La loi du 30 décembre 1968 sur le plateau continental et l’exploitation des ressources naturelles précise que les engins maritimes de forage sont des meubles. En somme une plate-forme peut être considérée comme un navire attaché à perpétuelle demeure mais difficilement assimilable à un immeuble par destination car le fond de l’océan n’appartient pas à la compagnie exploitante et pas automatiquement à l’Etat (cela dépend de son emplacement).

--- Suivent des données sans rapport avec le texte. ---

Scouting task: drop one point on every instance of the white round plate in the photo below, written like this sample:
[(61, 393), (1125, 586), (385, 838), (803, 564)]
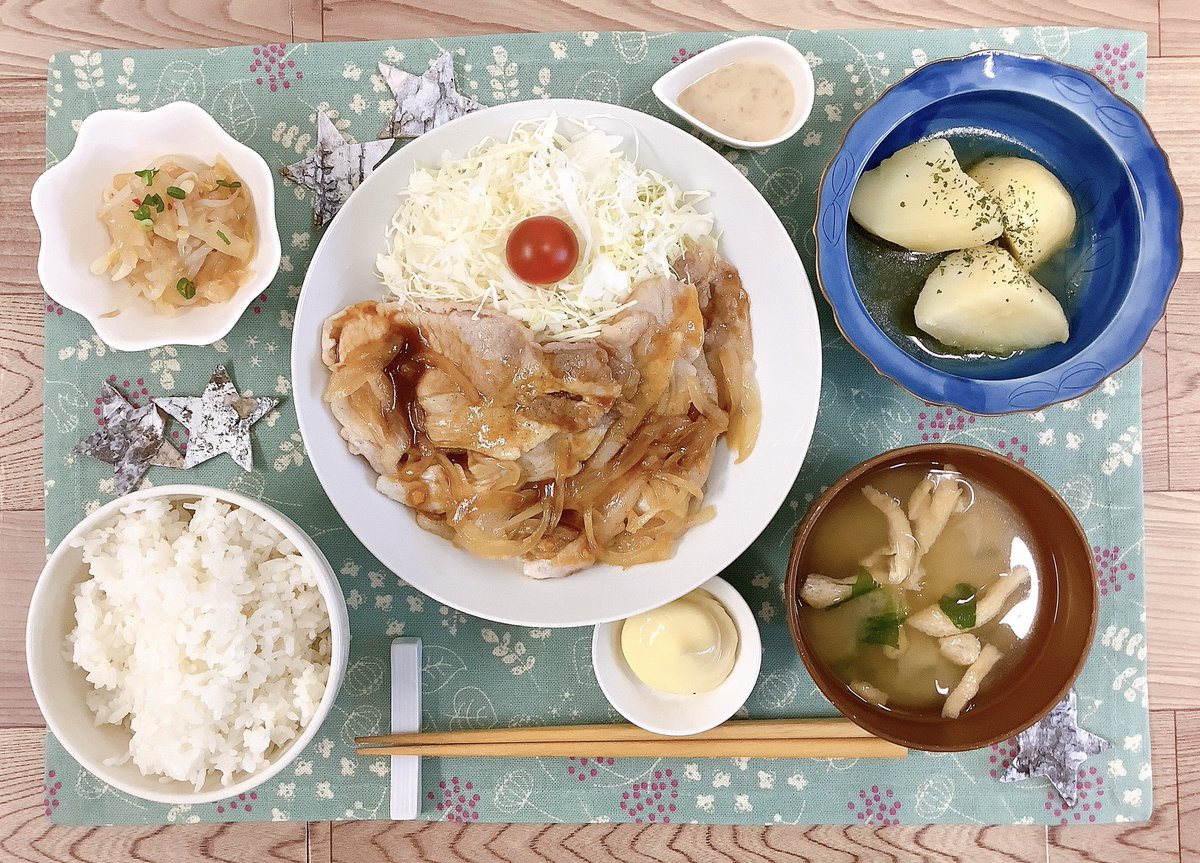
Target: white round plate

Le statut juridique de la plate-forme reste donc flou et il est modulable dans la mesure où le pragmatisme dicte les réponses.

Régime juridique

Vont s’appliquer à ces installations selon les cas, soit les règles essentielles du droit maritime applicables aux navires, soit un régime autonome. Dans l’optique d’une qualification des installations (plates-formes) et d’une éventuelle assimilation aux navires, il est possible de faire une distinction entre les constructions fixes, mobiles et semi-submersibles. C’est donc la nature même de la plate-forme qui permet de dégager un classement.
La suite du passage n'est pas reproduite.